É precisamente essa a finalidade da pena acessória, a de incutir no espírito do condutor que, após ingerir bebidas alcoólicas, não pode conduzir.
Se ao arguido se viesse a aplicar uma pena acessória pelo mínimo legal, de 3 meses, como o mesmo pretende, quanto seria de aplicar a um indivíduo que fosse detectado a exercer a condução com uma TAS de 1,21g/l?
Temos, pois, que a aplicação da pena acessória, nos termos pretendidos e requeridos pelo arguido, mais não constituiria do que uma verdadeira e flagrante violação das regras previstas nos artigos 40.º, 70.º e 71.º, todos do Código Penal.
Assim, não sendo a determinação da pena acessória automática, mas aplicável a ilícitos criminais, como o em causa nos autos, certo é que na sua escolha se deverá atender a todas as circunstâncias a favor e contra o arguido, como se fez na sentença proferida, e, nomeadamente, à TAS que o arguido apresentava, que não é muito significativa, mas que, também, não está perto dos limites mínimos.
Importa considerar, ainda, as elevadas exigências de prevenção deste tipo de infracção, sobretudo de prevenção geral, face aos elevados índices de sinistralidade verificados nas nossas estradas, provocada, em grande parte, pela condução sob a influência do álcool, impondo que “as sanções aplicáveis se decretem com certa severidade, pois só assim poderão apresentar-se como dissuasoras do comportamento (...) dos condutores que bebem em excesso e que em tal estado de embriaguez, se atrevem ou se sentem impelidos para conduzir” (cf., neste sentido, o Ac. do T.R.C. de 3 de Julho de 1997, in C. J., Ano XII, t. 3, pág. 57).
Em suma, a pretensão do recorrente de ver a medida da pena acessória fixada no seu limite mínimo, por necessitar de conduzir veículo automóvel, por exigências da sua vida profissional, não pode, pois, proceder, considerando que a prática do crime aqui em apreço, pelos motivos já expostos, revela a total indiferença do mesmo relativamente à proibição legal, assim como quanto às consequências do crime, não constituindo as suas exigências ou necessidades profissionais e pessoais motivação bastante para o impedir de perpetrar o facto censurado, o que, por isso mesmo, eleva obviamente as exigências cautelares acima do mínimo legal.
Donde, o somatório das finalidades preventivas e punitivas parece ter contraponto adequado na concreta pena acessória fixada.

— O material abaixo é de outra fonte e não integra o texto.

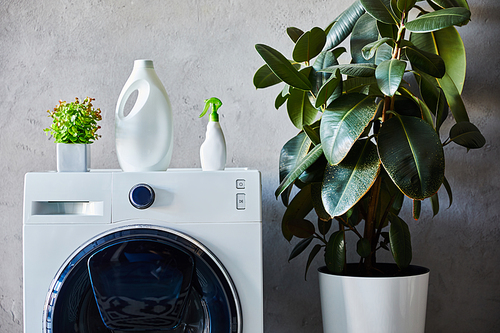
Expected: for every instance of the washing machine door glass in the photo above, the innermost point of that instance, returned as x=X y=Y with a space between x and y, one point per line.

Tudo ponderado, afigura-se-nos ajustado que o arguido deva ficar proibido de conduzir veículos motorizados pelo período fixado de três meses e quinze dias, muito pouco acima do mínimo legal de três meses e bem afastado do seu limite máximo (3 anos), que, de forma alguma pode ser qualificado de exagerado, revelando, antes, adequada ponderação, pelo facto de necessitar da condução para exercer a sua atividade profissional.

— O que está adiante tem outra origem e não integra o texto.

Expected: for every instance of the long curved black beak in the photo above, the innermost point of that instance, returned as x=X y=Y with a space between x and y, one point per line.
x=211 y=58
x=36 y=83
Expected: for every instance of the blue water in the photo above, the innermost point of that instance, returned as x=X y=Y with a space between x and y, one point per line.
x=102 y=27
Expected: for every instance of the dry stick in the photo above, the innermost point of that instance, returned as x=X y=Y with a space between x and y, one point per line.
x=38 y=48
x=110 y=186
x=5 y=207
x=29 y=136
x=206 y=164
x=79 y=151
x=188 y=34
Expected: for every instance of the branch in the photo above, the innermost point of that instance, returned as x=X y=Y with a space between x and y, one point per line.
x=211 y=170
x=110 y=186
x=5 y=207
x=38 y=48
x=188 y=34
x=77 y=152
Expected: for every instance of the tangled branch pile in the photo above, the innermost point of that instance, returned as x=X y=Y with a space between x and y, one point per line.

Face ao exposto, resulta evidente que nenhuma disposição legal foi preterida ou violada com a sentença proferida, que o arguido ora põe em crise, considerando-se que a mesma ponderou, de forma cuidada e rigorosa, todos os elementos e factos constantes nos autos, procedendo a uma apreciação de todas as circunstâncias que militam a favor e contra o arguido e determinando, em rigoroso e estrito cumprimento das normas legais e constantes dos artigos 40.º, 70.º e 71.º, todos do Código Penal, a medida da pena principal e acessória a aplicar.
O recurso será, assim, face aos termos sobreditos, julgado improcedente.